When Jacobsen joined Hødd, the team had been relegated from the 1995 Eliteserien and invested in swift re-promotion. Jacobsen reportedly cost . As the 1996 season progressed, Hødd instead faced a battle against relegation to the Second Division. Jacobsen was credited with the goals that decisively saved Hødd from relegation, as he scored twice against Strindheim in late September to secure a draw. Jacobsen played every minute of the 1996 campaign, except for one match where he was substituted off, and was the only one among Hødd's regular players to not receive any cards.

As he too had believed the team would win promotion, Jacobsen left Hødd after the 1997 season as the team had failed for second time. Jacobsen went on trial at FK Haugesund. Despite breaking a wrist during the trial, Jacobsen was signed by Haugesund on 31 December 1997, returning to Eliteserien and full-time football.

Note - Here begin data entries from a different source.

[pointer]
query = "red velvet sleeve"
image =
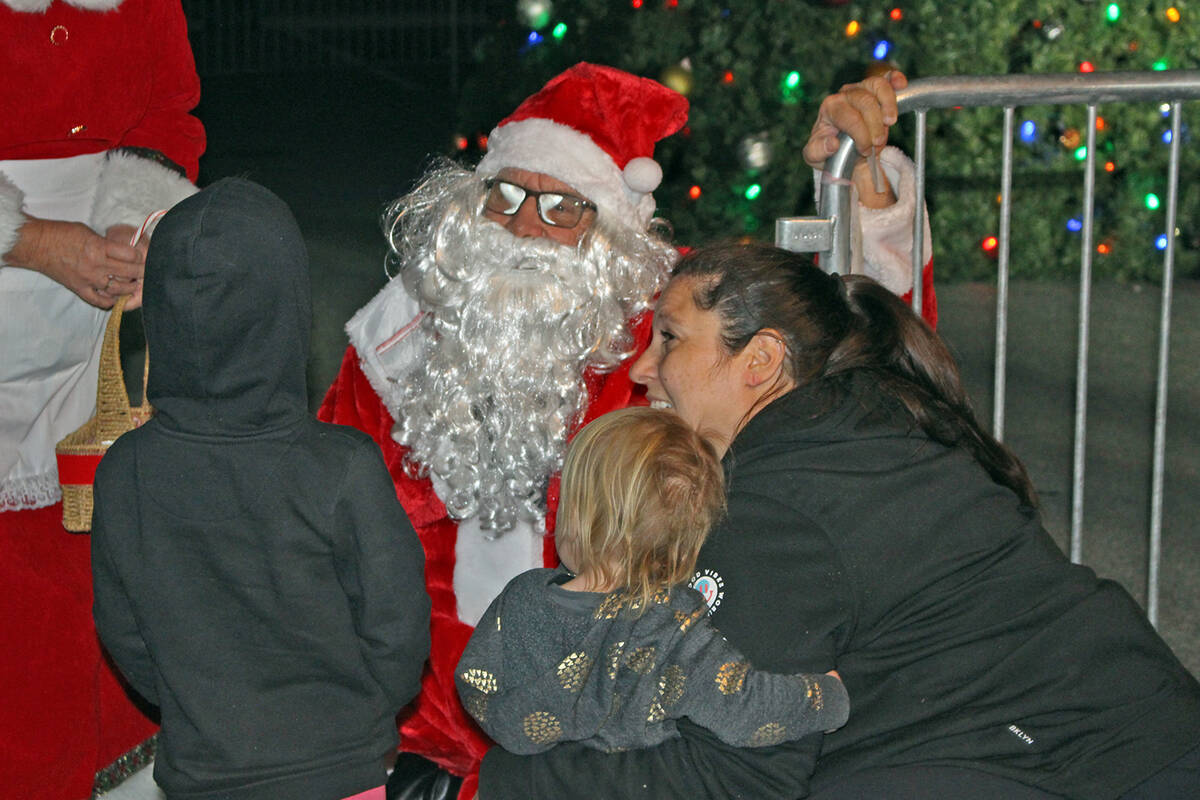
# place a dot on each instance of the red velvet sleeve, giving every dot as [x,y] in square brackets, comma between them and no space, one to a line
[167,124]
[928,298]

Initially, Haugesund were relegated from the 1998 Eliteserien. That year he also made his debut as a left back, covering for the usual left back Øyvind Mellemstrand, and was even "man of the match" in his new role, according to the local paper. Jacobsen lost his starting place in early 1999, but later regained it. He scored seven league goals in the 1999 1. divisjon, which ended in re-promotion. In 2001 he was more often used as a winger; Unusually for a winger, however, Jacobsen did not record a single assist during the season, rather being known for stamina and doing "legwork".

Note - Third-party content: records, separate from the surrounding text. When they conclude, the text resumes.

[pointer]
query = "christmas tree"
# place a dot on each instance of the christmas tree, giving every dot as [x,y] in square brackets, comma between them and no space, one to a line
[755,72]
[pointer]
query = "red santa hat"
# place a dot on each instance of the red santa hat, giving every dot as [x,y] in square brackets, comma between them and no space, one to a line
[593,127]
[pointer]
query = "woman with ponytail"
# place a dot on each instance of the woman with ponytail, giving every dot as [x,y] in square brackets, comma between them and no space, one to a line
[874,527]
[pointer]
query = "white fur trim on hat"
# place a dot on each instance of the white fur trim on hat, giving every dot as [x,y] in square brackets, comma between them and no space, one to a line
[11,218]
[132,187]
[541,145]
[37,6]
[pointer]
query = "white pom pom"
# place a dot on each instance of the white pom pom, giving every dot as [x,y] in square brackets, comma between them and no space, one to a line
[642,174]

By the end of 2001, FK Haugesund faced a severe financial struggle, mandating 20% wage cuts from all the players. Jacobsen instead agreed to a severance package, becoming a free agent. Jacobsen was originally among the five players singled out for a larger pay cut, which the club had to retract. Four of these five players plus two others took the severance packages, including Jacobsen. Due to a perceived lack of respect and trust, Jacobsen had sought out a solution where he could leave Haugesund rather than continue. At the same time, he conveyed that the players had been lenient in their financial demands as to save the club from bankruptcy. He also praised the players' union NISO for steering the situation away from "unprecedented chaos". In 2004, Jacobsen became licensed as a football agent, and was contracted by NISO to oversee players' rights in football transfers.

He moved to Bergen to study at the Norwegian School of Economics, also dating the TV 2 sports anchor Guro Fostervold. Jacobsen signed for Second Division club Løv-Ham and continued his playing career there. Already after one month, Jacobsen played a friendly match for SK Brann, but remained in Løv-Ham. With this team he advanced to the First Division, winning promotion in 2004.

From July 2005 he had a loan stint at Second Division club Notodden FK. He had been called by Notodden coach Dag Eilev Fagermo who inquired about available players to bolster the squad, and Jacobsen suggested himself. In 2006, as Nordstrand Jacobsen was employed by Molde FK, he was semi-retired as a player, but featured for Molde FK 2 in the Second Division. Among others, he played in the debut match of a 15-year old Magnus Wolff Eikrem in April 2006. The next month, he was sent off in another match.

==International career==
Tarje Nordstrand Jacobsen was capped 5 times for Norway under-19 in 1992, 5 times for Norway under-20 in 1993, and 2 times for Norway under-21 in 1994. He was selected for the 1992 UEFA European Under-18 Championship and the 1993 FIFA World Youth Championship.

==After retirement==
Ahead of the 2006 season, Nordstrand Jacobsen became managing director and head of the sports committee in Molde FK. This season ended in failure, as Molde ended last in the 2006 Eliteserien and were relegated. With the manager being sacked, Nordstrand Jacobsen was leading the effort to find a new manager, but backed out of negotiations with Kjetil Rekdal.

Molde later bounced back to take the club's first league championships in 2011, 2012 and 2014. Tarje Nordstrand Jacobsen left his position in December 2015. In 2019 he became chairman of the board in SK Træff.

==Personal life==
Up to his late teenages, Jacobsen was also an alpine skier. Representing the club Molde og Omegn IF, he participated in national races, among others with Andrine Flemmen.

For some time, he studied history at Volda University College.